Неприемлемость этой «шутки» в том, что автор очень полно воспроизводит обряд венчания, со всеми его особенностями, включая чтения из Священного Писания. Смысл же изображённого события — в полной отчуждённости всех присутствующих от совершающегося таинства: оно совершается вне сознания и душевных (о духовных речи нет) движений его основных участников, занятых своими интересами, проблемами, страхами и пр. Основа же отношения их к богослужению — тяготение его непонятностью и чрезмерной длительностью. Событие разделяется на два уровня, духовный и суетно-приземлённый. Духовный оказывается предельно недостижимым для всех, как небесная высота с кристально чистым воздухом, — им потребен смрад их пустой суеты. Вот глубинный смысл уединённости человека в себе.
В главных драматургических созданиях Чехова человеческая разобщённость авторской весёлости не вызывает. Здесь всё тяготеет к трагедии.

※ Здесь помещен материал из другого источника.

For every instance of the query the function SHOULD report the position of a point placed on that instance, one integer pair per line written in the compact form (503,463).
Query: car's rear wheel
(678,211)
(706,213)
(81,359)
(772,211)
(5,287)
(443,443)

Известно, что для драматургии Чехова характерна одна из важнейших новаторских черт: единство чеховской драмы определяется не сюжетной интригой, действиями, целями и стремлениями персонажей, а единством эмоциональной атмосферы произведения. Персонажи у Чехова, повторимся, почти всегда фатально разобщены, настолько, что не всегда могут услышать и понять друг друга. Внутренние миры людей у Чехова часто взаимонепроницаемы.
«Чайка» (1896), по свидетельству И.Щеглова, была «одним из субъективнейших произведений этого на редкость объективного русского писателя»471
. Сам же Чехов, по поводу провала первой постановки пьесы в Алекеандринском театре, признал: «17-го октября не имела успеха не пьеса, а моя личность» (П-6,251).Тут его внутренняя боль, мука над смыслом художественного творчества — оказались непоняты, даже подвергнуты пошленькому смеху толпы. Конечно, публике, ждавшей лёгкого веселья (а пьеса-то обозначена как комедия), не по нраву пришлись все эти чрезмерно нелёгкие для ума и сердца метания персонажей «Чайки».
Основные действующие лица пьесы — люди искусства. Поэтому их индивидуальные состояния и стремления не могут быть не сопряжены с проблемою смысла искусства. Сам Чехов никогда не допускал мысли о ненужности эстетического осмысления бытия. В существовании искусства он видел следствие некой объективной потребности человека. Но он же чувствовал и опасность искусства, опасность подчинения человека обаянию красоты. Чехов интуитивно ощутил двойственность красоты, и возможность служения бесу через служение красоте. Наиболее определённо это выразилось, пожалуй, в рассказе «Письмо» (1889), хотя автор и передал свои взгляды персонажу, а не высказался прямо:
«Красота приятна <…> и служит только для удовольствия, потому-то без неё трудно обходиться. Кто же ищет в ней не удовольствия, а правды или знания, того она подкупает, обманывает и сбивает с толку, как мираж. Когда я имел неосторожность учиться у красоты мыслить, то она делала из меня пьяного и слепого. Так, читая «Фауста», я не замечал, что Маргарита — убийца своего ребёнка; в байроновском «Каине» для меня были бесконечно симпатичны и сам Каин и чёрт… Да мало ли? <…>
Поэзия и беллетристика не объяснили ни одного явления! Да разве молния, когда блестит, объясняет что-нибудь? Не она должна объяснять нам, а мы должны объяснять её. Хороши бы мы были, если бы вместо того, чтобы объяснять электричество, стали отрицать его только на том основании, что оно нам многого не объясняет. А ведь поэзия и все так называемые изящные искусства — это те же грозные, чудесные явления природы, которые мы должны научиться объяснять, не дожидаясь, когда они сами станут объяснять нам что-нибудь» (С-7,514–515).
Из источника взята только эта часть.